In any election – and for the purposes of argument I refer to a two party system such as the US or the UK – one is inevitably offered what appears to be Hobson’s choice: Two sets of control freaks who share the same basic statist assumptions. That this is barely palatable to the libertarian doesn’t alter the fact that there are bound to be differing outcomes depending on whom is elected and that one of those outcomes would be worse than the other. Thus while it is true to say that one’s individual vote will not make any difference to the outcome, the libertarian should have an interest in that outcome.
There remains the question, if one chooses to engage in mainstream politics, of how to improve the choice offered to the voter. There is no prospect, under the UK’s first past the post system, of a government being formed by any party other than Labour or the Tories. It may seem, at first, like a daunting task to convert either party towards any kind of libertarianism. How does one persuade an entire party of committed statists away from statism? Surely by the time everybody was on board, the “libertarianism” would be watered down so much so as to be unrecognisable? One possible answer to this conundrum was suggested to me while reading the Observer Food Monthly.

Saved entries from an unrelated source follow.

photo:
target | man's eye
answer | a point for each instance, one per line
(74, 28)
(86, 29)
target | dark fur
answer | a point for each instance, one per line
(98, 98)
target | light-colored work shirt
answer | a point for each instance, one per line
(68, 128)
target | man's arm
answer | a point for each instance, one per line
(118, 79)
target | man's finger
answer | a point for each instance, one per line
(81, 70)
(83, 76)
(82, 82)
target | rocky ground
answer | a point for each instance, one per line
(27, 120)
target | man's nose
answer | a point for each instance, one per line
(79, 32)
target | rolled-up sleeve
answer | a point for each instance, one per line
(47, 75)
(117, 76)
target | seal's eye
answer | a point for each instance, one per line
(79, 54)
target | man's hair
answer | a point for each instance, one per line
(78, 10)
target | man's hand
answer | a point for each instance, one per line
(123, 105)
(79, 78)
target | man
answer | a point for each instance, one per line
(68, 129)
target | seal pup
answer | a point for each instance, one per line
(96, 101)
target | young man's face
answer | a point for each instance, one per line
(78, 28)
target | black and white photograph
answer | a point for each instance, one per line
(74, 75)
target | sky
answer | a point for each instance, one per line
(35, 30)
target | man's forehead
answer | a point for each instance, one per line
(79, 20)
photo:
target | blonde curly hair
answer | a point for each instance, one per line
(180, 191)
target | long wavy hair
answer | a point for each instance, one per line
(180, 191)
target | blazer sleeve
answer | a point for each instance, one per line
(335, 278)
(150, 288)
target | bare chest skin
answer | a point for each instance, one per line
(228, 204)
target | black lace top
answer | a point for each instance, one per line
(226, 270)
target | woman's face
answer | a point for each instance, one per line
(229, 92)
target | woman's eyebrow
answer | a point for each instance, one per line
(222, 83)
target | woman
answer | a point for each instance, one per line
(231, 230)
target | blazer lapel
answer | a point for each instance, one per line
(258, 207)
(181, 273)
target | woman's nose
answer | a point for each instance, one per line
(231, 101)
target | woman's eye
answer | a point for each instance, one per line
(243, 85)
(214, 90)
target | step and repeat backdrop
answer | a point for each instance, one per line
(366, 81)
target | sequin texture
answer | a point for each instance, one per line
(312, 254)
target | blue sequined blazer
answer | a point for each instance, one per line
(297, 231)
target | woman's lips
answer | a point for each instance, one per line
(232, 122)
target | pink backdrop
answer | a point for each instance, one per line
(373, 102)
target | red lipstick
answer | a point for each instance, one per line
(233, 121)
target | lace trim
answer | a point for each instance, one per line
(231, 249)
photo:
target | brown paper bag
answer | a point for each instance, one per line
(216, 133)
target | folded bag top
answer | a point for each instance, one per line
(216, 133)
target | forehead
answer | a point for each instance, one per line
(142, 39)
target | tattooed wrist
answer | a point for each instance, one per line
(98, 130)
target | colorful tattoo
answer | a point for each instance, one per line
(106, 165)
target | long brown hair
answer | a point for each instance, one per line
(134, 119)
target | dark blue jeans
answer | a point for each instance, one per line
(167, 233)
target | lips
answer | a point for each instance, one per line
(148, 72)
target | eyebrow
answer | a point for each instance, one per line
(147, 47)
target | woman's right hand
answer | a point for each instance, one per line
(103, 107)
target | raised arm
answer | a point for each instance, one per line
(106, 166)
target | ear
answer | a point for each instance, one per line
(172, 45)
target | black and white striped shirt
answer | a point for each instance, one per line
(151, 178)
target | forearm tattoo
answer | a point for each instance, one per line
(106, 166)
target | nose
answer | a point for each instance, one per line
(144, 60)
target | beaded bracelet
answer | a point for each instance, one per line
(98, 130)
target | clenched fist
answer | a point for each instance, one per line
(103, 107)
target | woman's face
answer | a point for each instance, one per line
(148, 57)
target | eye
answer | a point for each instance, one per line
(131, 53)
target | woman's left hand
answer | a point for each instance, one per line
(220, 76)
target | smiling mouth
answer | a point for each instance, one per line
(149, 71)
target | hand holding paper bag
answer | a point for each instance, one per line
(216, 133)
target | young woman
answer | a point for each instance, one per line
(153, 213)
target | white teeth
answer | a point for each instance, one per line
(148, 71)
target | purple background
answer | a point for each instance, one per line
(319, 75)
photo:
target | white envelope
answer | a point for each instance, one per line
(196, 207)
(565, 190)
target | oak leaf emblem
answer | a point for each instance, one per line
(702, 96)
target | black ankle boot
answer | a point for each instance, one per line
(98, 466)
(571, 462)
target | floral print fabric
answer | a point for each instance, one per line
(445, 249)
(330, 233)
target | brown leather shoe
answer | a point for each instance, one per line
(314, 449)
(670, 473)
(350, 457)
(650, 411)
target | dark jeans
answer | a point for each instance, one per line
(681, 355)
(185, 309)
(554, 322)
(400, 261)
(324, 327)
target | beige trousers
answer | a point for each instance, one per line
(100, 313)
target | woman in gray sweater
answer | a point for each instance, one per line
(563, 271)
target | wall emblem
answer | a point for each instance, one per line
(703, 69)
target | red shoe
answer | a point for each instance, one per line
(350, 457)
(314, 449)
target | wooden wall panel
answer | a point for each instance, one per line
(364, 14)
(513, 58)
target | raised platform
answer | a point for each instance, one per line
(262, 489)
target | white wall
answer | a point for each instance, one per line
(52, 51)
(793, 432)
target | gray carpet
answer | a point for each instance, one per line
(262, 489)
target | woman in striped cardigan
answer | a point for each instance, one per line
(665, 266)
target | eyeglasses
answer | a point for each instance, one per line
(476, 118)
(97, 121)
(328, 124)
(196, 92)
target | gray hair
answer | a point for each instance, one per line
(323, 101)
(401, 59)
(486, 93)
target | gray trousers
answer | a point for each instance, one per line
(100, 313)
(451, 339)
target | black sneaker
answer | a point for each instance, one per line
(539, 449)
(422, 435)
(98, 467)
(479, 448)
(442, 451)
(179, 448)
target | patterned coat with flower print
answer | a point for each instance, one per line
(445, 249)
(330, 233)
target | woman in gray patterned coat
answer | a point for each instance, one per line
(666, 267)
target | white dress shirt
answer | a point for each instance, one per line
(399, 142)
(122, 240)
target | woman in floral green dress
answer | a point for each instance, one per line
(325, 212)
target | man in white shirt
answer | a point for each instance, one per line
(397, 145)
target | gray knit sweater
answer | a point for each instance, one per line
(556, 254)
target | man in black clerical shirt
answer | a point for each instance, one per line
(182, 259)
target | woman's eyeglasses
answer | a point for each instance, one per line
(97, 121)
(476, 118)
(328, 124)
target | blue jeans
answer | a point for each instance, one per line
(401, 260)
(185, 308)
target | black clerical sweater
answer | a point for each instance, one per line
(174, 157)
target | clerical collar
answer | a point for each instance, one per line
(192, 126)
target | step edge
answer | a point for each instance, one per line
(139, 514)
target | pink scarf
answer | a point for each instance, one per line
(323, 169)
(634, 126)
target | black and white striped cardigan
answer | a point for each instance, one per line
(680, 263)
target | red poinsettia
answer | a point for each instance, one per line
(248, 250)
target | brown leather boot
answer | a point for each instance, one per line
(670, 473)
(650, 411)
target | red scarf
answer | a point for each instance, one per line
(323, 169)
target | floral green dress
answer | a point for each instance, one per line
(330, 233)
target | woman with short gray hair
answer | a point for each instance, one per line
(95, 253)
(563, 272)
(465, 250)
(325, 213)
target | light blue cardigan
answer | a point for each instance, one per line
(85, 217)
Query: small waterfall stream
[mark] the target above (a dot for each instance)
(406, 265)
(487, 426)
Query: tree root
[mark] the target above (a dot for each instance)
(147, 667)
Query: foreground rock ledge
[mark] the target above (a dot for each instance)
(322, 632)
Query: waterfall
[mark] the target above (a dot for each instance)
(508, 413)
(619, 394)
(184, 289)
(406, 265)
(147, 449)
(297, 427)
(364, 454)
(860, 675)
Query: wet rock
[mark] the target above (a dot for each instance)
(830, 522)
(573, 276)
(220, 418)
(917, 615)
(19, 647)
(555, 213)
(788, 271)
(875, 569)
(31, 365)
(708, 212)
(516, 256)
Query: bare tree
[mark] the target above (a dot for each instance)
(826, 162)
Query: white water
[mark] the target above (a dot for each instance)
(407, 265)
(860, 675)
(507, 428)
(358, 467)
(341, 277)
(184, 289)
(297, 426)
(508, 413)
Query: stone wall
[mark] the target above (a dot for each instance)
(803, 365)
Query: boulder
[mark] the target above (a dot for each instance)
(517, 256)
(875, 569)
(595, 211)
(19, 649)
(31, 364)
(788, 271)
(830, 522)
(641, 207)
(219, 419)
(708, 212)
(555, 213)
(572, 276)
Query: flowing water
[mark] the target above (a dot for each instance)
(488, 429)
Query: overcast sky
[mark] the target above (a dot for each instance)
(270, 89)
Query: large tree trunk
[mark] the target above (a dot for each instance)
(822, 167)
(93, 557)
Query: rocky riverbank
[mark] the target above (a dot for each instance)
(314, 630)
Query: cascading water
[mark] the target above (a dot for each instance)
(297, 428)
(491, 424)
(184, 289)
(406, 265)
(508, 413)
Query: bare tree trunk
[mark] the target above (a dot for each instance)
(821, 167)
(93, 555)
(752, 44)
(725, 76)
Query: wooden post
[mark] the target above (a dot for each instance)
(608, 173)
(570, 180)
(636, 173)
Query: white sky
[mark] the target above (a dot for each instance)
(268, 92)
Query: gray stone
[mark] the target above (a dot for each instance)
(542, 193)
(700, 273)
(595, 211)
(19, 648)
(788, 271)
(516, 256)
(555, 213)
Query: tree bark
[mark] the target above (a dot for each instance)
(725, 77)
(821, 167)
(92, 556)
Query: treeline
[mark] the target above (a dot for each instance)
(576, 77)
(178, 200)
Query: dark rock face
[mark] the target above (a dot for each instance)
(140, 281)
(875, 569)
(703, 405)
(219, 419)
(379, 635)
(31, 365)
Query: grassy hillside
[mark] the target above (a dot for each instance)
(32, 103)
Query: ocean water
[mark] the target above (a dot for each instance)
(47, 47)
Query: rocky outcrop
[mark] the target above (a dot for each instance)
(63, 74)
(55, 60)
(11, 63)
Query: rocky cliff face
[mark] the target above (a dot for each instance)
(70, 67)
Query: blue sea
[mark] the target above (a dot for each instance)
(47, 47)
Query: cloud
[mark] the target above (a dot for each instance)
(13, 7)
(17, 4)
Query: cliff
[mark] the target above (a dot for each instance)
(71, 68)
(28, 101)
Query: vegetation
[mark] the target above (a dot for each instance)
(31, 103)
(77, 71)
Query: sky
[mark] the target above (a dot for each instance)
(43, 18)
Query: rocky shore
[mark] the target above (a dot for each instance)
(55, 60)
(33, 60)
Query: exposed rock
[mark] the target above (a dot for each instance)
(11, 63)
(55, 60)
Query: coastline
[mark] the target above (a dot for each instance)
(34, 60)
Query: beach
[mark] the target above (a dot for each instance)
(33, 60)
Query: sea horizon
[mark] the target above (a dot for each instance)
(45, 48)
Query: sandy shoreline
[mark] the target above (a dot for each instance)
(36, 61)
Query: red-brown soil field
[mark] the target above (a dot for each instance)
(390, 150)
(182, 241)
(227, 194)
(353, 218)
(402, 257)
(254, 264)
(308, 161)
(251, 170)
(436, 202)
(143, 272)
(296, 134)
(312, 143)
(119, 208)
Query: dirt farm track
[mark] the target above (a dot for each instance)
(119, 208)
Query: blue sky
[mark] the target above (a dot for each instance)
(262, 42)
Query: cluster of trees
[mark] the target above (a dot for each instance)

Heston Blumenthal, chef-proprietor of the 3-Michelin-starred Fat Duck restaurant, takes a uniquely scientific approach to cooking. One of the concepts which informs his thinking is Flavour Encapsulation. This describes the strength of flavour imparted when elements of contrasting flavour remain whole and unblended. Blumenthal explains it thus:
Make a cup of coffee with one ground coffee bean – it will taste horribly insipid. Now take the cup and fill it with hot water; just before you drink it, pop a coffee bean into your mouth, crunch it and then drink the water. This time, the coffee flavour will be far stronger and last in the mouth a lot longer. The experiment shows that a coffee bean delivers a far greater flavour eaten whole than when ground up in a cup of hot water. Effectively, the flavour is encapsulated in the whole bean but dispersed in the water.
This is the culinary principle behind such things as marmalade, fruit cakes, spaghetti carbonara, even something as naff as sun-dried tomato ciabatta and explains why significantly more flavour is required for ‘smooth’ food such as a souffle or pureed soup than ‘chunky’ food. If your objective is to create a nutty chocolate bar there is an efficient method and an inefficient method. The reason why smooth textured praline is more expensive than a chunky ‘choc and nut’ bar is because far fewer nuts are required for the latter to achieve an equivalent flavour. To convert a party such as the Tories towards libertarianism it is not necessary to puree and blend with the mass, all you need is a few whole nuts.